Ini Aturan Baru Pemeriksaan Pabean di Bidang Impor, Berlaku Mulai Maret

Kegiatan ekspor impor.

JAKARTA.NIAGA.ASIA – Pemerintah melalui Menteri Keuangan menerbitkan aturan baru tentang pemeriksaan pabean di bidang impor yang dimuat dalam Peraturan Menteri Keuangan (PMK) nomor 185/PMK.04/2022. PMK ini merupakan penggantian atas PMK nomor 139/PMK.04/2007 sebagaimana diubah menjadi PMK nomor 225/PMK.04/2015 dan mulai berlaku setelah 30 hari sejak tanggal diundangkan, atau 12 Maret 2023 nanti.

Direktur Komunikasi dan Bimbingan Pengguna Jasa Direktorat Jenderal Bea dan Cukai Kementerian Keuangan, Nirwala Dwi Heryanto, mengatakan bahwa penggantian PMK ini dilakukan dalam rangka simplifikasi ketentuan pemeriksaan fisik barang impor dan penelitian dokumen.

“Penggantian PMK juga bertujuan untuk lebih meningkatkan kelancaran arus barang serta mempercepat pelaksanaan pemeriksaan pabean di bidang impor,” ungkap Nirwala sebagaimana rilisnya, Jumat (06/01).

Nirwala menambahkan penggantian PMK ini merupakan tindak lanjut program reformasi birokrasi dan transformasi kelembagaan (RBTK). Sejalan dengan upaya penyelarasan proses bisnis dan teknologi informasi, maka dipandang perlu mengganti ketentuan pemeriksaan barang di bidang impor dengan PMK yang lebih komprehensif.

“Informasi lebih lanjut mengenai ketentuan terbaru pemeriksaan pabean di bidang impor dapat diakses melalui tautan https://bit.ly/PMK_185_2022 atau dapat menghubungi contact center Bravo Bea Cukai pada 1500225”.

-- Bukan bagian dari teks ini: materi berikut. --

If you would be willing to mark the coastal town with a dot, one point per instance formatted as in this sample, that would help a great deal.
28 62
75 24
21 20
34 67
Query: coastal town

Pemeriksaan pabean dilakukan terhadap barang impor meliputi penelitian dokumen dan pemeriksaan fisik barang. Pemeriksaan pabean dilakukan setelah importir atau PPJK (Pengusaha Pengurusan Jasa Kepabeanan) menyampaikan pemberitahuan pabean impor atau dokumen pelengkap pabean dengan tujuan untuk memperoleh data dan penilaian yang tepat.

Penelitian dokumen adalah kegiatan yang dilakukan oleh sistem komputer pelayanan (SKP) dan/atau pejabat Bea Cukai yang bertugas sebagai pemeriksa dokumen untuk memastikan bahwa pemberitahuan pabean dibuat dengan lengkap dan benar. Penelitian dokumen oleh SKP meliputi, kelengkapan dan kebenaran pengisian pemberitahuan pabean impor; dan pemenuhan ketentuan larangan dan/atau pembatasan.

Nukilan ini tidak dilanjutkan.